I wanted to work on the New Haven trial for a couple of reasons. First, I had witnessed the manner in which Bobby Seale had been treated in Chicago-the binding and the gagging-and I wanted to work for his political defense. Another thing, which outraged all of us in Chicago, was the murder of Fred Hampton. The fact that the Chicago pigs would go that far and knew nothing would ever happen to them made a great impression on many people. We knew that we could no longer talk loosely about organizing political support for the Panthers but that it was essential we do it. And third, I read a letter that Frances Carter wrote describing how she felt about having her baby in jail and then having it taken away from her. It touched me deeply.

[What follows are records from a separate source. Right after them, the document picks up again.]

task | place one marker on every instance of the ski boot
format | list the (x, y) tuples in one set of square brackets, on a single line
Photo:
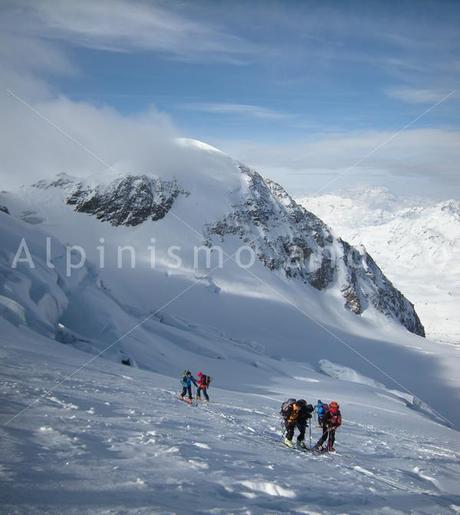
[(288, 443), (301, 445)]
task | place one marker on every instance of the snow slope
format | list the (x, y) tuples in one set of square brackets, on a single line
[(108, 438), (83, 433), (415, 241)]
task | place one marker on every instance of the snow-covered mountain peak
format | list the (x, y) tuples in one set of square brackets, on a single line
[(417, 243)]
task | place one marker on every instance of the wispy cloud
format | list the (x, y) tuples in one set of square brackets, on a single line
[(417, 154), (418, 96), (248, 110), (125, 26)]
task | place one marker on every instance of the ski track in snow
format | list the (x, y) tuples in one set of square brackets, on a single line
[(112, 444)]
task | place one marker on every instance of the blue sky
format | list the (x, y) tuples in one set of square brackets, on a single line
[(262, 79)]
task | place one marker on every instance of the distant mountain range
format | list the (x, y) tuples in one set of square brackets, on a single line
[(416, 242)]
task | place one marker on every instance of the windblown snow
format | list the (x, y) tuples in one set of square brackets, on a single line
[(83, 432)]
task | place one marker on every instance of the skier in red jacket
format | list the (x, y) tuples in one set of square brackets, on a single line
[(203, 384), (331, 421)]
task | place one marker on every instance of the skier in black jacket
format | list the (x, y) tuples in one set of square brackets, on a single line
[(296, 415)]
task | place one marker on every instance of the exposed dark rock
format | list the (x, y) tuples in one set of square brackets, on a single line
[(129, 200), (287, 237)]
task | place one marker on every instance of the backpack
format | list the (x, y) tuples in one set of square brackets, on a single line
[(206, 380), (335, 418), (286, 407), (322, 410)]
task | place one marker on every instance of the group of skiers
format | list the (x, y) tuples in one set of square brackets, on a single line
[(201, 383), (297, 413)]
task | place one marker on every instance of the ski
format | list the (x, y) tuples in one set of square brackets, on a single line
[(187, 401)]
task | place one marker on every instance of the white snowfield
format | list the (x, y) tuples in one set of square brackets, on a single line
[(82, 433), (415, 241), (115, 439)]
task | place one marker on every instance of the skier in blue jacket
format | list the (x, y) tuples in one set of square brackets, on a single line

After I came to New Haven, I spent much of my time attempting to organize the May Day demonstrations, speaking to local groups, making arrangements. I dealt mostly with movement groups. Other organizations were working in the liberal community. I felt strongly that the movement had to mobilize around the trial.

Even with the Mclucas trial over, there are many reasons for continuing to hold demonstrations. We have to defend Bobby Seale and Ericka Huggins now because we are locked in a struggle with the people who want to put them in jail. It would be negligence on our part, and a defeat, if we were not able to show those forces that want to destroy the.Black Panther Party and jail Bobby Seale that we will not stand for it.